Data stores will maintain numerous memory structures in their regular operation. One of the most ubiquitous in databases is a data cache. Although it might have many names, the goal of this is to maintain frequently accessed data in memory rather than from disk. Other caches like this can exist, including caches for parsed SQL, connection caches, query result caches, and many more.

The typical metrics we use when monitoring these structures are as follows:

Utilization

The overall amount of allocated space that is in use over time.

Churn

The frequency that cached objects are removed to make room for other objects or because the underlying data has been invalidated.

Hit ratios

The frequency with which cached data is used rather than uncached data. This can help with performance optimization exercises.

Concurrency

Often these structures have their own serialization methods, such as mutexes, that can become bottlenecks. Understanding saturation of these components can help with optimization as well.

Some systems, like Cassandra, use Java Virtual Machines (JVMs) for managing memory, exposing whole new areas to monitor. Garbage collection and usage of the various object heap spaces are also critical in such environments.

Locking and Concurrency

Relational databases in particular utilize locks to maintain concurrent access between sessions. Locking allows mutations and reads to occur while guaranteeing that nothing might be changed by other processes. Even though this is incredibly useful, it can lead to latency issues as processes stack up waiting for their turn. In some cases, you can have processes timing-out due to deadlocks, for which there is simply no resolution for the locks that have been put in place but to roll back. The details of locking implementations are reviewed in Chapter 11.

Monitoring locks includes monitoring the amount of time spent waiting on locks in the datastore. This can be considered a saturation metric, and longer queues can indicate application and concurrency issues or underlying issues that affect latency, with sessions holding locks taking longer to complete. Monitoring rollbacks and deadlocks is also crucial because it is another indicator that applications are not releasing locks cleanly, causing waiting sessions to timeout and roll back. Rollbacks can be part of a normal, well-behaved transaction, but they often are a leading indicator that some underlying action is affecting transactions.

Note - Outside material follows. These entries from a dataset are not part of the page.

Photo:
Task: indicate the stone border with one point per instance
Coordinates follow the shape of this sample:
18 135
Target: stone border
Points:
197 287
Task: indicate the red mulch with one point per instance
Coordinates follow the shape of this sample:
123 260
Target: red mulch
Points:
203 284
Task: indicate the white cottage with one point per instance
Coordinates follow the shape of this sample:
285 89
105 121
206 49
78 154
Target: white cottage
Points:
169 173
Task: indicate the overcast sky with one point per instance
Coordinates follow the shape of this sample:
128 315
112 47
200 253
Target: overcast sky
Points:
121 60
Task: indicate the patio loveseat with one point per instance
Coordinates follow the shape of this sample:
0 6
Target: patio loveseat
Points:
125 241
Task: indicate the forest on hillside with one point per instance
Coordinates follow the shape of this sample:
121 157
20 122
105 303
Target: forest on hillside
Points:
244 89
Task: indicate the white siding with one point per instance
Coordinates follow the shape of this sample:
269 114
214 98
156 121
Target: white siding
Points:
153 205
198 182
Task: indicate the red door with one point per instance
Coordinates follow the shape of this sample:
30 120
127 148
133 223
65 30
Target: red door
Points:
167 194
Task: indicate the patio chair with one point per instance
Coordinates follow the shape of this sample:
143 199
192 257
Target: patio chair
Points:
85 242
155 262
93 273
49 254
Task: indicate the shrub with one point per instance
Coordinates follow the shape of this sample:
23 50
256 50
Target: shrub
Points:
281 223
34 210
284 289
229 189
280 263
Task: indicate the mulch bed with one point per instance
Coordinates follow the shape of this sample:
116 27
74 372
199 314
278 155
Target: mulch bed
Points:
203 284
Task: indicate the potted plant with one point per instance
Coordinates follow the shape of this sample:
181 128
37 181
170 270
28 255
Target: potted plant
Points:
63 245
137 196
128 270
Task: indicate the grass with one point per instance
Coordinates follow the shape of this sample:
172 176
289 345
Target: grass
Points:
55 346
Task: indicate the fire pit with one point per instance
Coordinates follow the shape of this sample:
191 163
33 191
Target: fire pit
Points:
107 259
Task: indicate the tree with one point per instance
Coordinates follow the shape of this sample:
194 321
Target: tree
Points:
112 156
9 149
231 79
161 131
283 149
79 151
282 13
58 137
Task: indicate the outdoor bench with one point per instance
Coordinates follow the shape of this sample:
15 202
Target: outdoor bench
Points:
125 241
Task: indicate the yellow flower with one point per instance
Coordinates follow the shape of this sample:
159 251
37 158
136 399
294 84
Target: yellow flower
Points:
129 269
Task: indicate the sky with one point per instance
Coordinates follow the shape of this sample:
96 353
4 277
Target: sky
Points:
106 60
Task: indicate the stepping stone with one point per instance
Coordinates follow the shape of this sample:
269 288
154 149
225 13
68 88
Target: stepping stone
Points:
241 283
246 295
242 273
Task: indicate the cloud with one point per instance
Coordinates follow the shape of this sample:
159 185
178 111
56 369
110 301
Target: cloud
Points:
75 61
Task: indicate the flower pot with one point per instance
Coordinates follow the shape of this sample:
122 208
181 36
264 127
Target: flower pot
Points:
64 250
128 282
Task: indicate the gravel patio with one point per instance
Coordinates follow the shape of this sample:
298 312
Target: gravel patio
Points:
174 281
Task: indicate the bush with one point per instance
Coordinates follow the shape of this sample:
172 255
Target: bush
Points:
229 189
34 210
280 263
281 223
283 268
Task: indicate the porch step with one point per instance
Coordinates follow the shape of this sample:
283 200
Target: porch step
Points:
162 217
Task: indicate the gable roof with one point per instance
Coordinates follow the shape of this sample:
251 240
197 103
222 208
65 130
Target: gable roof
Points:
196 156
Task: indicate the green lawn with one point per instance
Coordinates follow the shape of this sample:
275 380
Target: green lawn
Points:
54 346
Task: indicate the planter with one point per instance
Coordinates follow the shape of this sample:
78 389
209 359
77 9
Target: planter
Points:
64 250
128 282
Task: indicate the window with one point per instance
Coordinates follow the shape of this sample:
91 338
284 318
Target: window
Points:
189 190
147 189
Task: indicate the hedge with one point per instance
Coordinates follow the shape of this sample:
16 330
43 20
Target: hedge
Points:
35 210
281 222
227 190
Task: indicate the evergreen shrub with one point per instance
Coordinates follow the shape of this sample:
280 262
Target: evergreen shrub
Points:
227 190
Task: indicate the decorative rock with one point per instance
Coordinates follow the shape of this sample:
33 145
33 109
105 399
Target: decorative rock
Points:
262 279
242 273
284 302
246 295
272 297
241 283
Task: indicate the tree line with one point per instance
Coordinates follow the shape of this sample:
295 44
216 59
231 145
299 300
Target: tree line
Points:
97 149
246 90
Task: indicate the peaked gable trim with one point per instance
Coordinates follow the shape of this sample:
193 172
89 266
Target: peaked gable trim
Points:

As discussed in the memory structures section earlier, there are also numerous points in the database that function as synchronization primitives designed to safely manage concurrency. These are generally either mutexes or semaphores. A mutex (Mutually Exclusive Lock) is a locking mechanism used to synchronize access to a resource such as a cache entry. Only one task can acquire the mutex. This means that there is ownership associated with mutexes, and only the owner can release the lock (mutex). This protects from corruption.

A semaphore restricts the number of simultaneous users of a shared resource up to a maximum number. Threads can request access to the resource (decrementing the semaphore) and can signal that they have finished using the resource (incrementing the semaphore). Examples of using mutexes/semaphores to monitor MySQL’s InnoDB storage engine are listed in Table 4-1.

Increasing values in these can indicate that your datastores are reaching concurrency limits on specific areas in the code base. You can resolve this via tuning configurables and/or by scaling out to maintain sustainable concurrency on a datastore to satisfy traffic requirements.

Locking and concurrency can truly kill even the most performant of queries once you start experiencing a tipping point in scale. By tracking and monitoring these metrics during load tests and in production environments, you can understand the limits of your database software and identify how your own applications must be optimized to scale up to large numbers of concurrent users.